»Gegen
5 fing es an schiefzulaufen. Janis (Joplin) schmiß Cocktailgläser durch die
Gegend. Linda M. (aus der Manson Family) saß mit dem chinesischen Koch in der
Badewanne, fuchtelte mit einem Tranchiermesser & drohte sich die Kehle
durchzuschneiden, sobald er ihr zu nahe kam. Ferlinghetti kotzte ins
Goldfischglas & O‘Gallagher schrie nach der Polizei.« Carl Weissner, von dem
diese Szene aus einem schrägen Leben stammt, war einer der letzten Überlebenden
der Beat Generation. Im Januar 2012 ist er mit 72 unerwartet gestorben. Die
meisten kennen ihn nur als Übersetzer, aber er hat auch großartige Prosa
geschrieben, von der nun eine Auswahl unter dem Titel »Eine andere Liga. Stories,
bei denen man auf die Knie geht und vor Glück in die Fußmatte beißt«
veröffentlicht wurde.
Die vielleicht beste Kurzgeschichte heißt »Last Exit to Mannheim«. Sie ist 1973
in der von ihm, Jörg Fauser und Jürgen Ploog herausgegebenen Untergrundpostille
»Gasolin23« erschienen und liest sich wie Hunter S. Thompson in seinen besten
Zeiten. Carl Weissner, der sich 1966 für zwei Jahre mit einem
Fulbright-Stipendium in New York und San Francisco herumtrieb, lässt da bereits
keinen Zweifel daran, wie Literatur zu sein hat. Jedenfalls kein
»Lindenblütentee und denaturierter Zwieback«, die er bei der von Grass und der
Gruppe 47 dominierten Nachkriegsliteratur assoziierte, denn da gab es »kein
Rülpsen mehr bei Tisch, keine fettigen Finger, keine Kotzflecken in der Diele,
keine verstopften Klos. Nie war deutsche Dichtung so arm an Pep und Kalorien.«
Als Gegenentwurf hatte Weissner eine Literatur im Sinn, die in einem
existentielle Saiten zum Schwingen bringt, Literatur aus der Gosse, Literatur
von Leuten, die den Bodensatz des Lebens kannten, die wie sein Freund Jörg
Fauser jahrelang an der Nadel hingen und die schon mal ins Maul der Hölle
geguckt hatten, die Schreiben als Notwehr begriffen.

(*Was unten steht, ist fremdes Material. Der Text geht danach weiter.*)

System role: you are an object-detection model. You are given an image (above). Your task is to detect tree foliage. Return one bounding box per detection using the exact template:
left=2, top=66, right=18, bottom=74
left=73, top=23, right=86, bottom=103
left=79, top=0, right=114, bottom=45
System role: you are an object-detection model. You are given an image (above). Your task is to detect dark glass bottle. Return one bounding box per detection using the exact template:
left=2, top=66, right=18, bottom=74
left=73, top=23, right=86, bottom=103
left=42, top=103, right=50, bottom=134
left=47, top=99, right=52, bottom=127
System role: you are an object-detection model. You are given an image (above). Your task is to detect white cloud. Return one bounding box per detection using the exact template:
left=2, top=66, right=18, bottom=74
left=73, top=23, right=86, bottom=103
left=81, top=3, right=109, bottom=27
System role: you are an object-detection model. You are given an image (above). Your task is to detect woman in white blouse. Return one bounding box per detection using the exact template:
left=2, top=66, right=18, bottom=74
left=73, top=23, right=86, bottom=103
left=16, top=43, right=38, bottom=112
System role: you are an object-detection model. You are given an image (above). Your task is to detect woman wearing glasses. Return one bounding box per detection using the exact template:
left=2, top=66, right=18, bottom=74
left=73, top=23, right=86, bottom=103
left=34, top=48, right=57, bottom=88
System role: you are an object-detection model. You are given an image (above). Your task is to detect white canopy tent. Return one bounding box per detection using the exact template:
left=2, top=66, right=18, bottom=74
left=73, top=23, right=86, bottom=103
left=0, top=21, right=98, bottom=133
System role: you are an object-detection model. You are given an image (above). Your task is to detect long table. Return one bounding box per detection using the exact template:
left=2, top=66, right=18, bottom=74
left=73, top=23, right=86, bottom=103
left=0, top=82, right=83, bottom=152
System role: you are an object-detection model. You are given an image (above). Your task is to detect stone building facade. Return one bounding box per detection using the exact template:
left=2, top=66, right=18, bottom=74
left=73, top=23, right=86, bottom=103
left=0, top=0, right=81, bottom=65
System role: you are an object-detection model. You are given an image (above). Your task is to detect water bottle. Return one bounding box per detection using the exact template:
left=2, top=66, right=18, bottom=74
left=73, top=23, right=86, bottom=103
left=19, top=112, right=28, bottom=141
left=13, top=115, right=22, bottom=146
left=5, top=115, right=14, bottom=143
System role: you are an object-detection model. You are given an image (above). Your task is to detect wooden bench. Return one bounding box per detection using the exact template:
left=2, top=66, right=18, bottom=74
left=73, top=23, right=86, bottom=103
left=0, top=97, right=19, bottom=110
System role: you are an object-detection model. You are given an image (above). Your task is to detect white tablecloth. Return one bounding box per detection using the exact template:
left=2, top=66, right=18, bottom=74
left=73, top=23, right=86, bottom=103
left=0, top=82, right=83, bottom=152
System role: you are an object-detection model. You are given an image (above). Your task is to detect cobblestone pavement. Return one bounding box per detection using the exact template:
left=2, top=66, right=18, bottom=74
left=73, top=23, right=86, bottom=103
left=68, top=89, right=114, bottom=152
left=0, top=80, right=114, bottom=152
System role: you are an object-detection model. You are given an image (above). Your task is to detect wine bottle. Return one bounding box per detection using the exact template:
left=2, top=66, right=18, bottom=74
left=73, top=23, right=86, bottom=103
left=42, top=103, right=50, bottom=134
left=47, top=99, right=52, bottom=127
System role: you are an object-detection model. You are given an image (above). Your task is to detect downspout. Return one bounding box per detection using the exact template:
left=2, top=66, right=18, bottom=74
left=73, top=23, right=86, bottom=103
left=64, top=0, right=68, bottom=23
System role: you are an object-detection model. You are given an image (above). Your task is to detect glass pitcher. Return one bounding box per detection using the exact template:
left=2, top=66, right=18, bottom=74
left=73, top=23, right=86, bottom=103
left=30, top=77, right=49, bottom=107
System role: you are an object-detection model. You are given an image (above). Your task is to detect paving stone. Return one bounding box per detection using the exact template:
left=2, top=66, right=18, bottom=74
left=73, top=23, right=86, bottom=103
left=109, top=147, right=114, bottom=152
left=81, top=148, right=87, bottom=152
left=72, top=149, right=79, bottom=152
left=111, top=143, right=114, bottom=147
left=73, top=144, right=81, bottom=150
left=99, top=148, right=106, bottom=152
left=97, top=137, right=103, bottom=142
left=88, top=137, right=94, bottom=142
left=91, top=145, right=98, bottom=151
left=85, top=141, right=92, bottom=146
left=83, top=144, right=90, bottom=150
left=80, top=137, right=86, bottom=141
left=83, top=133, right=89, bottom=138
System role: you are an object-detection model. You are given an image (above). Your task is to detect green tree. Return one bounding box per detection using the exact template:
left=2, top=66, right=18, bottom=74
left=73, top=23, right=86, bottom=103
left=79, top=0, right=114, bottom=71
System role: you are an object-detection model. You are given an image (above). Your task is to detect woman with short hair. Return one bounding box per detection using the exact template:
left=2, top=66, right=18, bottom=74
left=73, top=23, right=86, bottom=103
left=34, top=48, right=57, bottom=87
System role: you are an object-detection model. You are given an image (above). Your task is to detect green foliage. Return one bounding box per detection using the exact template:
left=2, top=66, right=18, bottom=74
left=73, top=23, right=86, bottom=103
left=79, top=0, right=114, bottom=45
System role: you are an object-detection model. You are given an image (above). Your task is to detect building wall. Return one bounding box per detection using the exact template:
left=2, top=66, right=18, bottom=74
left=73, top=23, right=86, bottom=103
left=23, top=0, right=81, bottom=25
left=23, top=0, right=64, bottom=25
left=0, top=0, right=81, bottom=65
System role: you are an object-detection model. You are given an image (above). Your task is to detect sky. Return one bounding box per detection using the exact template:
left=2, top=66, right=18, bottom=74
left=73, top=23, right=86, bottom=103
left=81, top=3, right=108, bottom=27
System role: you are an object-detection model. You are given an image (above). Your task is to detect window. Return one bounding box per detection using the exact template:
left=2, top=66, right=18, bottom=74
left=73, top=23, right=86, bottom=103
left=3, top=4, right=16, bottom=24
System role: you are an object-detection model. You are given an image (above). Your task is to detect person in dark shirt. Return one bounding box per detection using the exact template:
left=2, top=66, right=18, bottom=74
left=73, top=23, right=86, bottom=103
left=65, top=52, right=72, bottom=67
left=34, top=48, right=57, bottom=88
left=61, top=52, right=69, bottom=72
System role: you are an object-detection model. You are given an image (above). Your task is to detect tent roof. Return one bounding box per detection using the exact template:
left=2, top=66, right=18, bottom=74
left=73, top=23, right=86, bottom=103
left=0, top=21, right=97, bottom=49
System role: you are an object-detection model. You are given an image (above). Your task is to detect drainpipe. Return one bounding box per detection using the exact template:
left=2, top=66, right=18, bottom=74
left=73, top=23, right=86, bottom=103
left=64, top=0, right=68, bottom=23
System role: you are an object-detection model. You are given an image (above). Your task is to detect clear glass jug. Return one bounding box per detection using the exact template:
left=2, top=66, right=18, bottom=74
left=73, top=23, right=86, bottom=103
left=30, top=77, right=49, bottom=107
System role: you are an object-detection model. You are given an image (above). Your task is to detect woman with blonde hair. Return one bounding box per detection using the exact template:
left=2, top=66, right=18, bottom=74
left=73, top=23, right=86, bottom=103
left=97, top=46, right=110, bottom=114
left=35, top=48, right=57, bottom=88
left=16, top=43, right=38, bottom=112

In den sechziger Jahren erwarteten sehr viele junge Menschen mehr von Literatur
als moralische Erbauung, sie wollten eine Literatur, die ihre Erfahrungen
wiederspiegelte. Carl Weissner fand sie bei Bukowski, Burroughs, Warhol, J.G.
Ballard, Ken Kesey, der Beat-Generation, die alle in seiner persönlichen »Hall
of Fame« aufgelistet sind, und natürlich bei den stilbildenden Chandler, Hammett
und Ambler. Die damals zahlreich aus dem Boden sprießenden und meist sehr
kurzlebigen Untergrundmagazine waren das Übungsfeld für diese Art von Literatur.
Weissner experimentierte früh mit der Cut-up-Methode, um lineare Denk- und
Lesegewohnheiten zu durchbrechen, als »Demontage der klassischen d.h.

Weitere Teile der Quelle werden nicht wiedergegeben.